Stressed wife
There isn't much I love more then exploring my wife's body and giving her pleasure. She just isn't into it. Rarely wants sex. She could go months without it. Used to be I could get her turned on and enjoying herself but that seems to have faded as well. Now, she will let sex happen but she doesn't participate and just waits for me to get it over with. We had a baby six months ago, she is an MD, and just finished her residency. She is studying for boards and we are moving. So she obviously has a lot going on. I wish she could see sex as a stress reliever and vital for our relationship. We have talked about it, hasn't helped. Thanks!

Jarow, it is wonderful to know that you love to pleasure your wife. Perhaps I can give you some insight as to what she is experiencing. It is difficult to see sex as a stress reliever when she is so overwhelmed. Pregnancy can take a huge toll on our bodies; pain, decreased lubrication, exhaustion, etc. All of which complicate sex and sexual desires - even months later. Perhaps you can help her de-stress in non-sexual ways, first. When she can disconnect from some of that, her desire may come back. Ask her what you can do to help her feel less overwhelmed. Hopefully this will recharge her...and you.
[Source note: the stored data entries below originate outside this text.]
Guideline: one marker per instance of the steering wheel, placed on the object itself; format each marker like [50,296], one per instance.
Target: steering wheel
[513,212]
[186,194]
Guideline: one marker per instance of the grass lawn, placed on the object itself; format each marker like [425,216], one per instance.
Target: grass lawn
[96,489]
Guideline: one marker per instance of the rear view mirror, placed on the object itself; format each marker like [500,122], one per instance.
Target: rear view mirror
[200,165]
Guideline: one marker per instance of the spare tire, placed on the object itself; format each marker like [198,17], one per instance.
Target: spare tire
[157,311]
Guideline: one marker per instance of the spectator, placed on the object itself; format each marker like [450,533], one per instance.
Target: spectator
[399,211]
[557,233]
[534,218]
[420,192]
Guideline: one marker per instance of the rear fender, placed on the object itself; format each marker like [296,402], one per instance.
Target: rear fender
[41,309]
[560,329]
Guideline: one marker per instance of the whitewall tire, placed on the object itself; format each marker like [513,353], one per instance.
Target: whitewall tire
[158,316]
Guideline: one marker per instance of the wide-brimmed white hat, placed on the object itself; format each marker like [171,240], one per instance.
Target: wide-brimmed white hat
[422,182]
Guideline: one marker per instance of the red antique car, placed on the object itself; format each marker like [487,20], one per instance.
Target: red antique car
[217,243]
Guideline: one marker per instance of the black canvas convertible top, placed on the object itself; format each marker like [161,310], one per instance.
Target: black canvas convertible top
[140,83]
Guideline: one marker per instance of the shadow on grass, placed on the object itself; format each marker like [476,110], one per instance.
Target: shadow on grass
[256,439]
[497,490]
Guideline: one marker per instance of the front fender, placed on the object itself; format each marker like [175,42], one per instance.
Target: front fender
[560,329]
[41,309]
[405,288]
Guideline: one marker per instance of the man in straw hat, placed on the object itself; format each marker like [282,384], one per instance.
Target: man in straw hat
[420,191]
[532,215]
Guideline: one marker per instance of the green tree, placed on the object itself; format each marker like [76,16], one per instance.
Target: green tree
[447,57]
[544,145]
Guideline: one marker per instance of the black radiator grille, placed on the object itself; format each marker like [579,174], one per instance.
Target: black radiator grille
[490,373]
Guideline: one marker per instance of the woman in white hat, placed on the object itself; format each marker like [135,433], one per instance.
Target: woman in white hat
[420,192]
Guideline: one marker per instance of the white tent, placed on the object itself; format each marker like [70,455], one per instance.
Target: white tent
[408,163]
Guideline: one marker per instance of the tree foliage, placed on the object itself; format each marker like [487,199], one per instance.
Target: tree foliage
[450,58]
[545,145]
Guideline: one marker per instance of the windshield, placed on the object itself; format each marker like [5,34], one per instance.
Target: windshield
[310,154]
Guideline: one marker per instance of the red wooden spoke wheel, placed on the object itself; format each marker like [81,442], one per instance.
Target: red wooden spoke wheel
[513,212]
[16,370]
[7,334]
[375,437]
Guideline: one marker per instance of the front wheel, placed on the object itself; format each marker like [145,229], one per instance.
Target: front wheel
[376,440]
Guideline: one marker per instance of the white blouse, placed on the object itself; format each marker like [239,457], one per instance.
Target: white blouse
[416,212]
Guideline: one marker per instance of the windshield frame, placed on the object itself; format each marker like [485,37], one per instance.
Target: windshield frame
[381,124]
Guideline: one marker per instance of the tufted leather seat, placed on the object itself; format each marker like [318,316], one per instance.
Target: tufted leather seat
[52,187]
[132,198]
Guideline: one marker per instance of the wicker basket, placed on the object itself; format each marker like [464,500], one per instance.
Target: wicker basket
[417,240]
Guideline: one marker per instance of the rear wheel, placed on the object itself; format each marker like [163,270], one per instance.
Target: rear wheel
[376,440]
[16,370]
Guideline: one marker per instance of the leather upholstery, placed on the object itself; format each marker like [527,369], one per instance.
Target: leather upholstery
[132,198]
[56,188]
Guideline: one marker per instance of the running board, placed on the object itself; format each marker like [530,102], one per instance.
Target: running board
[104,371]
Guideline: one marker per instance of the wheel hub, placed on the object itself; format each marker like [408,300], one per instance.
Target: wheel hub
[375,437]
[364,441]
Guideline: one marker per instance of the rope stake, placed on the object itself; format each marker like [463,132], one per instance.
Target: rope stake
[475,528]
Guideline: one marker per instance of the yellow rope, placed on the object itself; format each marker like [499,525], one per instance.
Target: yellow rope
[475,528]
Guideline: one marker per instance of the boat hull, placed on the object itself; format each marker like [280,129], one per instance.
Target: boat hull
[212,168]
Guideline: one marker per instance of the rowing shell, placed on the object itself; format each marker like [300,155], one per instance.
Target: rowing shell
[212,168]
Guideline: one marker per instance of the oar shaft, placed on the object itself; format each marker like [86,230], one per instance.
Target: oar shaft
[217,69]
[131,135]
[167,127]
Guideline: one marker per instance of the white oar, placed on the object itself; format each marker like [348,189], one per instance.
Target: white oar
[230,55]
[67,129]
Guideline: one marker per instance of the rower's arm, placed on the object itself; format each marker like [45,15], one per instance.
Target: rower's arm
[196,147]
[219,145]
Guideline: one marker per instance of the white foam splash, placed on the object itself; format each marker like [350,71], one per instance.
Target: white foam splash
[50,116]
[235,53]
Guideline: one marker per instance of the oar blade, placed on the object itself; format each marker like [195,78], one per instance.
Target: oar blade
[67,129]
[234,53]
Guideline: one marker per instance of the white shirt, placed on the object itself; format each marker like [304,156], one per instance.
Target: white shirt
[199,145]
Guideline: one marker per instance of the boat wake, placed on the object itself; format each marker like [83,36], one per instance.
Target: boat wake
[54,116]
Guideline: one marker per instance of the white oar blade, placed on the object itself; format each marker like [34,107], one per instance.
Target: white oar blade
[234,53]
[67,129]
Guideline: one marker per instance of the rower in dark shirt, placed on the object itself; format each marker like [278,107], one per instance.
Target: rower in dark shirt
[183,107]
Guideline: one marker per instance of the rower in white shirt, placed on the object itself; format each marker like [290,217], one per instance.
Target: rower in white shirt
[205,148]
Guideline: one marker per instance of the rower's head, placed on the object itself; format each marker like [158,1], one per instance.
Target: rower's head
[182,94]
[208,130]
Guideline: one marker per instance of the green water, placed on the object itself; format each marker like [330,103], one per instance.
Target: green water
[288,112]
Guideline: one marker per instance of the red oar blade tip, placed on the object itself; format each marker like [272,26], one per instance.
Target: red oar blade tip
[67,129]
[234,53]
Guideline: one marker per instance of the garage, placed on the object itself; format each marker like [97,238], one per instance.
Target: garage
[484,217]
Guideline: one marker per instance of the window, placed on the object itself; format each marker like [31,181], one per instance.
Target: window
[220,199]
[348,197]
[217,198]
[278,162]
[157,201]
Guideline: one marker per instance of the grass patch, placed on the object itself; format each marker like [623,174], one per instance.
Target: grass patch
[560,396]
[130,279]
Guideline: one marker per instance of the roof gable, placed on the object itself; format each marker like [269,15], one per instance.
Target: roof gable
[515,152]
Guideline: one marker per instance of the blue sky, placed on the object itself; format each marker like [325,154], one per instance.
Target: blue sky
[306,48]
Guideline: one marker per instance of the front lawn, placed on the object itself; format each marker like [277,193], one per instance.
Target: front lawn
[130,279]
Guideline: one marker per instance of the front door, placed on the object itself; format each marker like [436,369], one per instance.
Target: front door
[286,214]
Anxiety, stress, and depression are desire KILLERS. 80% of women who are depressed and 90% of women who are anxious experience a drop in their sexual interest. When women are stressed, more of than not sex drops right to the bottom of the priority list.
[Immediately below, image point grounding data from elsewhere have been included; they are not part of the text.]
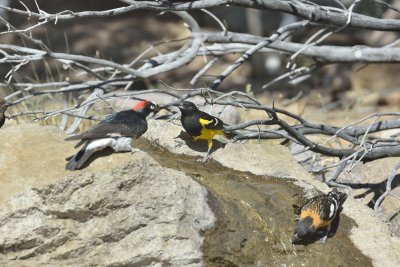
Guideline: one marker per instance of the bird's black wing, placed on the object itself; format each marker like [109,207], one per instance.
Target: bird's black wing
[124,123]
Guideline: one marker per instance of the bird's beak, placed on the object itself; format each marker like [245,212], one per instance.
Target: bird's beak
[295,239]
[158,108]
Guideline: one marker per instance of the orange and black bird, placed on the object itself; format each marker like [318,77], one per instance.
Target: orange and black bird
[202,126]
[116,131]
[316,216]
[3,107]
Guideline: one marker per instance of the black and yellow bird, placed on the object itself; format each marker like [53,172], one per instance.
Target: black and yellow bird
[316,216]
[202,126]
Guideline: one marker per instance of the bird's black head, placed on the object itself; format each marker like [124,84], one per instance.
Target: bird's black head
[302,229]
[146,107]
[339,196]
[187,107]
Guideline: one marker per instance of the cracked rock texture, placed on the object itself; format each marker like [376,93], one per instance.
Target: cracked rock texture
[139,214]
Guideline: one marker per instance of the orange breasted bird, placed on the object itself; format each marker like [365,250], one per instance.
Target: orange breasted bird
[202,126]
[316,216]
[115,131]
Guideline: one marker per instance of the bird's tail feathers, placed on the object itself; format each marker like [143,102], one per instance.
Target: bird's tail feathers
[230,134]
[77,161]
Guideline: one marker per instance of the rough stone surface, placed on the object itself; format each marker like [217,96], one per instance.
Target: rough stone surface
[139,214]
[34,156]
[372,236]
[260,158]
[369,182]
[140,210]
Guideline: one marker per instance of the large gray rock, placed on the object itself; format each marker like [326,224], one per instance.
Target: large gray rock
[139,214]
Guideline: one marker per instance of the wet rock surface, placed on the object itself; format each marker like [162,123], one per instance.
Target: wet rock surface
[162,207]
[255,219]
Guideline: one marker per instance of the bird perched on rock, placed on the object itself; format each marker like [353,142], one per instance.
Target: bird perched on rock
[202,126]
[116,131]
[316,216]
[3,108]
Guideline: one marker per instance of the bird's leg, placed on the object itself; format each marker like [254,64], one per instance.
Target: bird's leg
[207,156]
[325,237]
[123,144]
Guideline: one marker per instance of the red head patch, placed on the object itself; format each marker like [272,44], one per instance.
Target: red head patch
[141,105]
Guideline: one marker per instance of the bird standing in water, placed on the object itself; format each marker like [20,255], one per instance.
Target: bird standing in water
[316,216]
[116,131]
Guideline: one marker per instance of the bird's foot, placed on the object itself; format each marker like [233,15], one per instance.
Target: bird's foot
[134,150]
[178,143]
[205,158]
[323,240]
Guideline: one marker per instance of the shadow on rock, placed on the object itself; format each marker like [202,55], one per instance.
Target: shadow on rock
[376,188]
[99,154]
So asking her to think of sex as stress relief is like asking a her to think of her commute as an opportunity to learn a new language on audio book - it might be, if she were in an entirely different from of mind, but right now she just isn't interested.
What CAN be stress relief is non-sexual physical intimacy, as Logan says. Cuddling, hugging, kissing, not as a precursor to sex, but for itself, is a stupendously effect stress reliever, especially for women.
It could backfire, of course, if she ends up feeling pressured for sex.
But gradually it'll help to reconnect her with her body and with you. Give it time.
You are very sweet for caring so much about your wife's enjoyment. I have been on that side of things, however, and really it had nothing to do with my husband's ability to get me turned on. I needed to find my way back to my sexuality myself; new motherhood, with all the hormones, exhaustion and identity confusion really through me for a loop. So maybe instead of thinking what you can do to give her pleasure, think of what you can do to help HER find her own pleasure (in bed and life) again. Clear her plate as much as you can, encourage her to find things she loves and do them, showcase your competence with the baby and I'd say give up the pity sex for a while. A turning point for us was when my husband went on a sex strike. He would cuddle and touch, but he announced that he was done having sex with me unless I authentically initiated it! The surprise was that with the pressure off, I was able to see glimmers of desire in me, which we were able to gently coax into real want.